The overall system efficiency is given as 28%, which means 72% (100% - 28%) of the incident solar energy is lost.
The equation to calculate the usable energy is:
usable energy = incident solar energy x efficiency
Now, calculate the usable energy:
usable energy = 1456 W·h/m2 x area x 0.28
usable energy = 407.68 W·h/m2 x area
Step 5: Equate the usable energy to the energy required.
Since the usable energy is the energy provided by the solar collector and the energy required is the energy needed to raise the water temperature, we can equate these two values to find the required collector area.

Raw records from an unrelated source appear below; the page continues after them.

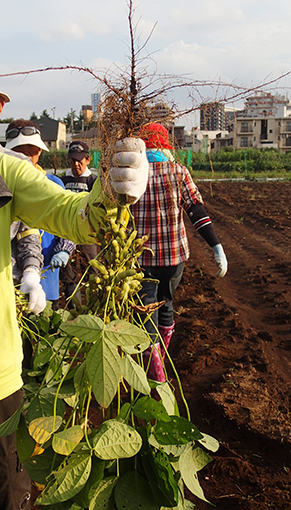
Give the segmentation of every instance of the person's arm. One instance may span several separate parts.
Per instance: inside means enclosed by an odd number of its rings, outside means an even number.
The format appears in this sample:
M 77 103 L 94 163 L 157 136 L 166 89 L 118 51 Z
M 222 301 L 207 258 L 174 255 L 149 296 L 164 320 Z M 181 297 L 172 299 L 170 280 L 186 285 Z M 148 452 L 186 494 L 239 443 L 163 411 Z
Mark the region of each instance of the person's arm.
M 54 271 L 57 267 L 65 267 L 68 263 L 70 256 L 76 248 L 76 244 L 67 239 L 59 239 L 59 242 L 54 247 L 53 256 L 50 260 L 50 268 Z
M 28 266 L 34 266 L 40 274 L 43 268 L 43 255 L 39 230 L 31 229 L 21 222 L 16 237 L 16 262 L 19 269 L 24 271 Z
M 116 149 L 123 151 L 116 153 L 118 166 L 109 170 L 109 177 L 114 191 L 132 203 L 146 189 L 148 162 L 144 142 L 128 140 Z M 76 244 L 94 244 L 92 233 L 107 214 L 116 214 L 116 203 L 104 193 L 100 177 L 88 194 L 63 190 L 31 165 L 7 156 L 0 155 L 0 171 L 13 194 L 12 221 L 20 219 Z
M 29 295 L 28 306 L 37 314 L 46 305 L 46 296 L 40 284 L 43 255 L 39 231 L 17 222 L 15 234 L 16 266 L 21 272 L 20 291 Z
M 218 266 L 216 276 L 222 278 L 227 273 L 227 258 L 215 233 L 211 219 L 204 208 L 198 187 L 193 182 L 186 168 L 183 182 L 183 198 L 185 200 L 184 209 L 194 228 L 213 250 L 215 262 Z

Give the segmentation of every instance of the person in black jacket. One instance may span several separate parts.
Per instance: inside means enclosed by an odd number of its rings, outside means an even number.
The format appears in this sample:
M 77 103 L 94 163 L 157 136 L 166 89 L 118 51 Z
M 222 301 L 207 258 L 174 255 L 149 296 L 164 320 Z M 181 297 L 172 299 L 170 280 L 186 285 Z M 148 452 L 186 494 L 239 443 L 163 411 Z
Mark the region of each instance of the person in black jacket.
M 74 140 L 69 145 L 68 159 L 70 168 L 66 175 L 61 177 L 65 188 L 75 193 L 80 191 L 90 192 L 96 180 L 96 176 L 92 175 L 88 168 L 90 163 L 89 147 L 85 142 Z M 89 260 L 97 255 L 96 245 L 77 246 L 75 254 L 69 260 L 66 267 L 61 269 L 60 279 L 65 287 L 65 296 L 68 299 L 75 291 L 80 276 L 88 267 Z M 89 272 L 95 273 L 95 269 L 90 267 Z M 81 292 L 78 291 L 76 296 L 81 303 Z M 73 302 L 69 301 L 68 307 L 73 308 Z

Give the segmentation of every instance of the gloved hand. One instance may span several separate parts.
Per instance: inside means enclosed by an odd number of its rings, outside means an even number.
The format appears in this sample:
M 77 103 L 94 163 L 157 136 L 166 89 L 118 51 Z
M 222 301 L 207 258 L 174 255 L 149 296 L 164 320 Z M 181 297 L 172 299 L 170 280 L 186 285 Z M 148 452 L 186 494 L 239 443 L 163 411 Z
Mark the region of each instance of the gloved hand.
M 28 306 L 36 315 L 42 312 L 46 305 L 46 295 L 40 284 L 40 276 L 32 267 L 23 271 L 20 291 L 29 294 Z
M 59 251 L 55 253 L 50 261 L 50 268 L 54 272 L 56 267 L 65 267 L 70 258 L 70 254 L 67 251 Z
M 146 147 L 140 138 L 124 138 L 116 142 L 113 166 L 109 170 L 111 186 L 126 196 L 127 204 L 134 204 L 146 190 L 149 163 Z
M 216 244 L 212 249 L 214 251 L 215 262 L 219 267 L 216 276 L 217 278 L 223 278 L 227 272 L 227 258 L 221 244 Z

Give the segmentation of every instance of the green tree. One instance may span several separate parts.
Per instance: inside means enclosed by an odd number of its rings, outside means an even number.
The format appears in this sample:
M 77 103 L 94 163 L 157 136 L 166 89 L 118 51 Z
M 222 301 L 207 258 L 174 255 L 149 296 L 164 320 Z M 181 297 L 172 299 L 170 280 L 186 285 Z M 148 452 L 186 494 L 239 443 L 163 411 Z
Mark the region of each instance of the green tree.
M 32 112 L 31 116 L 29 117 L 29 120 L 37 120 L 37 115 L 35 112 Z
M 41 112 L 40 118 L 42 118 L 42 117 L 46 117 L 48 119 L 51 118 L 50 114 L 48 113 L 48 111 L 46 109 Z

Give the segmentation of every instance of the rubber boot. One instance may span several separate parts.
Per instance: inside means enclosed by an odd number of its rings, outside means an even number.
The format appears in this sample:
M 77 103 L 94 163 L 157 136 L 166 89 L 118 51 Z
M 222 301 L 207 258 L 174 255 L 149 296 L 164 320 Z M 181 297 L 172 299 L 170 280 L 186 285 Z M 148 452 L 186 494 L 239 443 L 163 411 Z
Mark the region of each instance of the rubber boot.
M 166 349 L 168 349 L 168 347 L 170 345 L 172 334 L 174 333 L 174 327 L 175 327 L 175 322 L 173 322 L 172 326 L 160 326 L 160 325 L 158 326 L 159 333 L 163 339 Z M 161 347 L 161 354 L 162 354 L 162 357 L 164 360 L 165 356 L 166 356 L 166 352 L 162 345 L 160 347 Z
M 148 347 L 146 351 L 144 351 L 143 353 L 144 367 L 146 370 L 149 363 L 149 358 L 151 356 L 150 366 L 147 372 L 149 379 L 158 382 L 165 382 L 166 376 L 160 354 L 161 354 L 160 342 L 155 343 L 154 346 L 151 345 L 150 347 Z

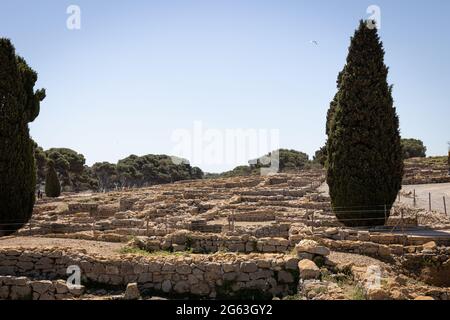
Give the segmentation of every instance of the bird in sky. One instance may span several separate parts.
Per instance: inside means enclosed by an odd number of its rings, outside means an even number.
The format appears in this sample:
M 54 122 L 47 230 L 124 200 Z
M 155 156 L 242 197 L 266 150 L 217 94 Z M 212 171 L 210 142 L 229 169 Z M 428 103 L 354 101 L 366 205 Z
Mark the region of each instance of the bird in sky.
M 309 43 L 314 44 L 314 45 L 316 45 L 316 46 L 319 45 L 319 42 L 317 42 L 316 40 L 311 40 L 311 41 L 309 41 Z

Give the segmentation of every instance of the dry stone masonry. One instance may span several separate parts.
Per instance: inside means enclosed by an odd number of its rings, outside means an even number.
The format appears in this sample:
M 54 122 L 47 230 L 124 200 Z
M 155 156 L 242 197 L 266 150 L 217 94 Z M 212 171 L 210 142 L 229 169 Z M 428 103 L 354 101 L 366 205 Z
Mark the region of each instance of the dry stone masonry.
M 446 232 L 448 217 L 397 204 L 389 228 L 345 228 L 324 179 L 305 170 L 40 200 L 0 239 L 0 299 L 450 298 L 450 237 L 399 232 Z M 82 287 L 66 284 L 73 265 Z

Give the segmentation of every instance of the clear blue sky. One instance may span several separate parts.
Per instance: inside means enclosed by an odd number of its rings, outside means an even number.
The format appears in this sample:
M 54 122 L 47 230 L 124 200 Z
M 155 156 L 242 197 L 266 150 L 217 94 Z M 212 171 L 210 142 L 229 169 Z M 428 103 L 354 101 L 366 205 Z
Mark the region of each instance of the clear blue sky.
M 195 120 L 278 128 L 282 147 L 312 155 L 326 138 L 350 36 L 372 4 L 402 136 L 422 139 L 429 155 L 447 153 L 449 1 L 0 2 L 0 36 L 47 89 L 33 138 L 77 150 L 88 164 L 171 153 L 173 130 Z M 66 28 L 70 4 L 82 10 L 81 30 Z

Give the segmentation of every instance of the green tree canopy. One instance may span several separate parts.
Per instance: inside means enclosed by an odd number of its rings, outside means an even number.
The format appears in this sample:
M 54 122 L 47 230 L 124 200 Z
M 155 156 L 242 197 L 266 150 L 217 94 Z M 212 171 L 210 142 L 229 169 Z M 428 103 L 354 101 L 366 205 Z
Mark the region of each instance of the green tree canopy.
M 45 90 L 34 90 L 37 73 L 0 38 L 0 236 L 31 218 L 35 202 L 34 144 L 28 123 L 39 115 Z
M 331 204 L 346 226 L 383 225 L 401 188 L 399 120 L 387 76 L 377 29 L 361 21 L 327 119 Z
M 427 156 L 427 147 L 418 139 L 402 139 L 403 158 L 425 158 Z
M 45 195 L 50 198 L 58 198 L 61 195 L 61 184 L 59 183 L 53 160 L 50 160 L 47 164 Z

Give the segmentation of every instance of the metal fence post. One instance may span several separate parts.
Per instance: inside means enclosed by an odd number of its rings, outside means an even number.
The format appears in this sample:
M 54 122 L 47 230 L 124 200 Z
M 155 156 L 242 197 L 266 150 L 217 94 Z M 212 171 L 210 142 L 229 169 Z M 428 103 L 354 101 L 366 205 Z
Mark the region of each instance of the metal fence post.
M 401 223 L 402 223 L 402 232 L 405 232 L 405 230 L 404 230 L 404 226 L 405 226 L 405 221 L 403 220 L 403 208 L 400 208 L 400 212 L 401 212 L 401 215 L 402 215 L 402 217 L 401 217 Z
M 428 193 L 428 208 L 431 211 L 431 192 Z
M 447 215 L 447 204 L 445 203 L 445 196 L 443 196 L 442 199 L 444 200 L 444 212 L 445 215 Z
M 414 189 L 414 207 L 416 206 L 416 189 Z

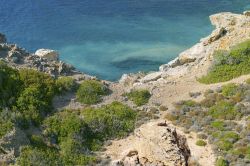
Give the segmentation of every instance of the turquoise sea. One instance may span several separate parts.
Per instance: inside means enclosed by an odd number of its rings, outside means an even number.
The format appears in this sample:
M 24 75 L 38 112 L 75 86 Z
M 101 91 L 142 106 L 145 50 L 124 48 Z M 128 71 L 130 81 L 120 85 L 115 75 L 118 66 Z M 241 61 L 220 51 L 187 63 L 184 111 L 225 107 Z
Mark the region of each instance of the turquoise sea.
M 0 32 L 34 52 L 50 48 L 102 79 L 157 70 L 208 35 L 208 16 L 250 0 L 0 0 Z

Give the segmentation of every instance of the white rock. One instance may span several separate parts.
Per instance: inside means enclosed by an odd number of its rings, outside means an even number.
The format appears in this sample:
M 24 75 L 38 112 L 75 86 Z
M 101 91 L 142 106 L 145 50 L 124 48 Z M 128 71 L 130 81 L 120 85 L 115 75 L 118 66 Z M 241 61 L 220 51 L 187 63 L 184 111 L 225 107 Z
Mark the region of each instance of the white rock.
M 35 55 L 45 58 L 49 61 L 57 61 L 59 58 L 58 52 L 50 49 L 39 49 L 35 52 Z
M 204 45 L 202 43 L 198 43 L 191 47 L 190 49 L 182 52 L 179 55 L 180 64 L 186 64 L 190 62 L 194 62 L 199 56 L 201 56 L 205 52 Z
M 244 14 L 245 16 L 250 16 L 250 10 L 249 10 L 249 11 L 244 11 L 243 14 Z
M 148 75 L 146 75 L 145 77 L 143 77 L 140 82 L 142 83 L 147 83 L 150 81 L 156 81 L 159 78 L 161 78 L 162 72 L 154 72 L 154 73 L 150 73 Z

407.68 W·h/m2 x area = 596,256,000 J
To convert watt-hours (W·h) to joules (J), multiply by 3600:
407.68 W·h/m2 x area = 596,256,000 J x 3600
Simplifying:
area = (596,256,000 J x 3600) / (407.68 W·h/m2)
area ≈ 5,273,920,000,000 / 407.68
area ≈ 12,941,123.06 m2
Therefore, the collector area necessary to raise the temperature of 450 L of water in the tank from 18°C to 50°C in 2.8 h is approximately 12,941,123.06 square meters.